Last year, companies used the prices of energy and fuels to justify raising the prices of their products. However, the latter have been falling for several months now, but yet to be reflected in shops.
Inflation in Slovakia is still high. In April it reached 13.8 percent, according to the Statistics Office. Food prices increased by 26.1 percent year-on-year. This means that you paid €26 more for purchasing products that cost you €100 a year before.
In April, food prices rose by only 0.3 percent, the lowest since October 2021. Oils, butter, vegetables and eggs became slightly cheaper, according to the Statistics Office.
In contrast, milk, cheese and eggs became the food commodity with the fastest rising price by 32.9 percent, followed by sugar and confections, the prices of which rose by 31.2 percent
The reasons for high inflation have been the same for many months: supply chains disrupted by the pandemic and high consumer demand, followed by the energy crisis and the war in Ukraine.

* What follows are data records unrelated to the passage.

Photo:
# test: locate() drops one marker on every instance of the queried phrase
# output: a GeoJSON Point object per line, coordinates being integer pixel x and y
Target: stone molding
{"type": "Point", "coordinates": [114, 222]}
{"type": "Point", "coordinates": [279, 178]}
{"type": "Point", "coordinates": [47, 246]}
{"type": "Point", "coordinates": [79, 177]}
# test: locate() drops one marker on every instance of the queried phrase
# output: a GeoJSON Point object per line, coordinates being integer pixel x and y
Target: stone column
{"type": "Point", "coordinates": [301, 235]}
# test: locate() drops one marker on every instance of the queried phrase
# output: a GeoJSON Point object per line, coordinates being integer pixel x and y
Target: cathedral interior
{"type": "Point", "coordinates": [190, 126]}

Recently, the European Central Bank (ECB) added another reason. According to ECB, inflation has been largely driven up by company profits. The ECB says that companies have increased profit margins from their products and services beyond rising costs to offset losses caused by the pandemic.
The Slovak National Bank (NBS) also came to a similar conclusion, when it analysed the quarterly data of companies with at least twenty employees. Last year, NBS pointed out that the pressure on prices arose primarily from self-employed people.
"It's quite difficult to separate what is a legitimate price increase due to increased costs and what is a margin. The high post-pandemic demand and forced savings probably allowed sellers to increase their profits a little and rehabilitate the previous bad period," says NBS spokesperson Peter Majer.
Complaints were followed by celebration
The increase in profits is also shown by the data of the Statistics Office. Last year, the cumulative profit of all Slovak companies before taxation was 53 percent higher and, after taking inflation into account, 37 percent higher than in 2019, a comparable pre-pandemic year.